It’s important for a company to have both host-based and network-wide intrusion detection systems (IDSs), according to security analyst Diana Kelley of the Hurwitz Group in Framingham, Mass.
“You should have both because they serve very different purposes,” Kelley said.
“It depends on what you’re trying to do. If you don’t want a telnet to happen from one box to another but that box is telnet-enabled, that’s the stuff where you really have to look at a network picture. But there are also certain things happening on the host that you want to keep track of,” Kelley explained.
Those host events to keep track of include multiple failed login attempts or attempts to monitor a password file on a Unix server, according to Scott Gordon, director of intrusion detection systems for Axent in Campbell, Calif. He said having both host and network security is a good idea, but not completely necessary for everyone.
“Like any other security thing, it’s how much money do you have and what type of risks do you want to reduce? It’s a judgement call. A multi-tiered defence strategy is the best one,” Gordon said.
Hurwitz’s Kelley said while most IDSs are similar in functionality due to the extreme competitiveness of the industry, Axent’s NetProwler 3.0 network-wide IDS is set apart by its integration with Axent’s host-based Intruder Alert.

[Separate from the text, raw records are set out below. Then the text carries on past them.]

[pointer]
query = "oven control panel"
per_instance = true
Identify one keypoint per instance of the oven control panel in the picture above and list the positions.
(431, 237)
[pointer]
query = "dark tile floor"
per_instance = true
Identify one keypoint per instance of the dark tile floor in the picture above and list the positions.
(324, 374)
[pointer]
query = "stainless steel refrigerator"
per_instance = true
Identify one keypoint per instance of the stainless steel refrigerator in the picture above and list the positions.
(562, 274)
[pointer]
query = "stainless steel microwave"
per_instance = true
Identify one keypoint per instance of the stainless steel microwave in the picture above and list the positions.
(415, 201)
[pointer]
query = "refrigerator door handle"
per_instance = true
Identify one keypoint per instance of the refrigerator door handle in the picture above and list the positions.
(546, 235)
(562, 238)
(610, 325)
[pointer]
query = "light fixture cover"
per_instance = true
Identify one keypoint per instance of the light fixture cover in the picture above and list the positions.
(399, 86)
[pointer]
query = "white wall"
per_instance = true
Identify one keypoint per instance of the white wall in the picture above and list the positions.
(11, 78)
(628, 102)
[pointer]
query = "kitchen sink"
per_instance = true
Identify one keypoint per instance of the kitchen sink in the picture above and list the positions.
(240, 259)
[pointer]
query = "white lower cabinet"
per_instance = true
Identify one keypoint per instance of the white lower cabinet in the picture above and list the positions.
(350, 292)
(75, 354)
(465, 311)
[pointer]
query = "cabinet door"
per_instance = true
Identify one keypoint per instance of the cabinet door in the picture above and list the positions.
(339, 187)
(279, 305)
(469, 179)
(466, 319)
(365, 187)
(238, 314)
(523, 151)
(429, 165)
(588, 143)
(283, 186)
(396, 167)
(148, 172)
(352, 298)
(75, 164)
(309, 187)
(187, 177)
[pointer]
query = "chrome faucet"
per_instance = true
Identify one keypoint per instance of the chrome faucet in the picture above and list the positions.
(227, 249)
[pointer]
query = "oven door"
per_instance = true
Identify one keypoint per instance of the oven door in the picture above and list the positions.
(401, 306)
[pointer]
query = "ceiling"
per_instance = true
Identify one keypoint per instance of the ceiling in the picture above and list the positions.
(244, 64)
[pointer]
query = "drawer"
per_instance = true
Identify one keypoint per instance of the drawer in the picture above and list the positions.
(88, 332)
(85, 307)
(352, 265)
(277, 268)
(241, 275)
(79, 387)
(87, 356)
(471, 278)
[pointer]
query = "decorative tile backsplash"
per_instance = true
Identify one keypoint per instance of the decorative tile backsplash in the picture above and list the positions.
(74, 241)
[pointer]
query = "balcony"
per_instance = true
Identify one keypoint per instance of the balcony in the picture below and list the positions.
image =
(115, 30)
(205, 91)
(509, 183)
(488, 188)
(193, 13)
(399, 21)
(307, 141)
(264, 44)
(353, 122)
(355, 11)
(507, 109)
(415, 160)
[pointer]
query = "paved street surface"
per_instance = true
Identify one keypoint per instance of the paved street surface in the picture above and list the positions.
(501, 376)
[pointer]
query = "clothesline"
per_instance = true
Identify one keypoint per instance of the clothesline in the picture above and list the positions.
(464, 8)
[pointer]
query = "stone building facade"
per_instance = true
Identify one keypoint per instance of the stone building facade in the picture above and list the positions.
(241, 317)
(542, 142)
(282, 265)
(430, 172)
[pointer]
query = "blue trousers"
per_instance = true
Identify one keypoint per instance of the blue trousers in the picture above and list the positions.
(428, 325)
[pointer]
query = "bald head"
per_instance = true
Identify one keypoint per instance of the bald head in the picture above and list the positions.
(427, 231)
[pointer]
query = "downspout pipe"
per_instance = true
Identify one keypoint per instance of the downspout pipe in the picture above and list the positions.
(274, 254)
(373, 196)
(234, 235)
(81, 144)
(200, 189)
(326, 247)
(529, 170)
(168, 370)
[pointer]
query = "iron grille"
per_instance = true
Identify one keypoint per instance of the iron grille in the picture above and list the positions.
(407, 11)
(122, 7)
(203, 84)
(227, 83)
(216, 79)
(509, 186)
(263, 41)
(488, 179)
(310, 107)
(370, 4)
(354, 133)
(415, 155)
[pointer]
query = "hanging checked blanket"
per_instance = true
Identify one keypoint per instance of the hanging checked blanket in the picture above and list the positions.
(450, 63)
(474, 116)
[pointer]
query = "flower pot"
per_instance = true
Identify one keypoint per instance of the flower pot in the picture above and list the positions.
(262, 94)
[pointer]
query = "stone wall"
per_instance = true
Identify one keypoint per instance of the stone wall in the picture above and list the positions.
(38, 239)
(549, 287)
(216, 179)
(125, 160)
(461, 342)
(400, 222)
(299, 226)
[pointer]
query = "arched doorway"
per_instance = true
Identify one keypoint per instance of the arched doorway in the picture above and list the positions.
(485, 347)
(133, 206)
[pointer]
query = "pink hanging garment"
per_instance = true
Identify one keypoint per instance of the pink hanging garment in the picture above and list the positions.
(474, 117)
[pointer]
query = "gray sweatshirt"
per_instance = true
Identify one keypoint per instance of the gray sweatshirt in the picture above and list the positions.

Gordon said the integration is still a first-stage communications link, with further integration to come in the future. Right now, the link allows administrators at an Intruder Alert console “to monitor, enterprise-wide, not only Intruder Alert agent security events, but also NetProwler security events. So if there’s a network attack or a host-based attack, we’re able to pick that up and not only respond at the scene, but we can also forward that information on to the Intruder Alert console,” Gordon said.
Gordon explained NetProwler 3.0 works by sitting on a designated Unix or Windows NT server that is placed on a network segment.
“[NetProwler] puts the NIC in promiscuous mode and it just listens to…all the packets going by. It reassembles the packets and maintains what they call a session. It understands the source address, the destination address, the application being invoked, and the dialogue of commands between the source and destination address. It’s caching this information and comparing this dialogue to a database of known attack signatures,” Gordon said.
“If a source address starts to execute these sets of commands, it’s trying to exploit a known vulnerability. We can nail them right there in real time,” and alert the administrator by e-mail, pager or other forms of notification, Gordon said.
“The other thing we can do is reset the session, so we can terminate them actually trying to exploit that vulnerability. That’s the big difference [compared to] host-based which is running on the host and more often than not is identifying a threat after it occurs,” he said.
NetProwler did not have a Version 1.0 or 2.0, Gordon explained, because the product resulted from Axent’s acquisition in January of a company called Internet Tools. NetProwler is a rewritten derivative of Internet Tools’s product called ID-Trak, which Gordon said was at Version 2.2 at the time of acquisition.
One of the new features brought into NetProwler in the rewrite is called the Profiler.
“When you install the system, you provide an IP address range, and it goes in that range and does some minor port scans and determines what hosts are running and what applications are running on those hosts. Then it dynamically loads the attack signatures that relate to protecting just those hosts and applications. Basically, it autoconfigurates,” Gordon said.
“That gives us efficiency, since we’re only going to monitor for the applications we’re protecting.”
NetProwler also features a custom attack signature definition wizard for internally designed applications. Gordon said the drag-and-drop interface with keywords allows users to create signatures without any programming knowledge.
“Our product doesn’t require any programming. Anyone who has a good working knowledge of networks and of their application would be adept enough to create their own attack signatures,” he said.
Another feature is on-the-fly signature updates so the system does not have to be shut down for updates.
NetProwler has a suggest price starting at US$7,995.